Depth optimization of inclined thin layer photobioreactor for efficient microalgae cultivation in high turbidity digestate

Abstract

Turbidity is a problem with microalgal growth in anaerobic digestate (AD) due to increased light attenuation, consequently resulting in reduced biomass yields. In this study, Chlorella sp. MUR 268 was cultivated in semi-continuous mode using turbid, high NH3 concentrated (160 ± 10 mg L−1) AD of food waste, reaching biomass yield of 4.319 ± 0.18 g L−1 in a inclined thin layer photobioreactor occupying a surface area of 11 m2. Depth optimizations were performed by incrementally increasing the depth of the culture on the surface of the inclined thin layer photobioreactor through 0.005, 008, 0.011, 0.0145 and 0.02 m.
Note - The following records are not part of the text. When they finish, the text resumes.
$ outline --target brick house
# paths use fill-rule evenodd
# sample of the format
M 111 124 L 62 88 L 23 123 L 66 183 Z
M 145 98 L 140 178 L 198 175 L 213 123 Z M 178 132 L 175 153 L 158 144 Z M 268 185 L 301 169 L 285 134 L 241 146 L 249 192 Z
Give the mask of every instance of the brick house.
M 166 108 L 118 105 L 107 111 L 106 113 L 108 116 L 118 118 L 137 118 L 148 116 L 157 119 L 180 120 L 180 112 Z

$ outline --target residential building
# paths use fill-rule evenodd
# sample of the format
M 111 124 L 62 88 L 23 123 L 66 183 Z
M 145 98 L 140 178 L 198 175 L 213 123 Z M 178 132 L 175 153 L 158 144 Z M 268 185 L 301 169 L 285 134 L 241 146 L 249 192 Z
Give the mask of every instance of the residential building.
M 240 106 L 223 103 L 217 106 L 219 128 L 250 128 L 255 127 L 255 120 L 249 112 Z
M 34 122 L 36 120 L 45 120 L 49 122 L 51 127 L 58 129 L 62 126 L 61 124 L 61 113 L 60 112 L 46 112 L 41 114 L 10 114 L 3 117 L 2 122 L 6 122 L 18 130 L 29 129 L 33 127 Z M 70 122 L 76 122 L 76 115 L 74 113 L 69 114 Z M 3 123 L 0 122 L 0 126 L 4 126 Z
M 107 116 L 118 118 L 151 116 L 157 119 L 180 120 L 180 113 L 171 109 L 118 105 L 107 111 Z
The kinetics of electron flow around photosystem II of the microalgae in culture were used as descriptives for light utilization and limitations of the optimizations, via variables including relative electron transfer rate, rETR, and maximum quantum yield, Fv/Fm, and derived parameters including functional relative electron transfer rate (FrETR) and functional relative electron transfer rate ratio (FrETR-ratio). After optimizing the depth of the reactor, areal productivity was increased by approximately 105%, from 10 g m−2 d−1 to 21.134 ± 1.83 g m−2 d−1 (when depth increased from the 0.005 m to 0.011 m at an operational culture volume of 140 L). The most important parameters affecting growth rates and productivity were the mean irradiance inside the culture and the FrETR of photons for phytochemistry. Compared to previous study using digestate of similar turbidity, 9.5 times higher areal productivity was attained.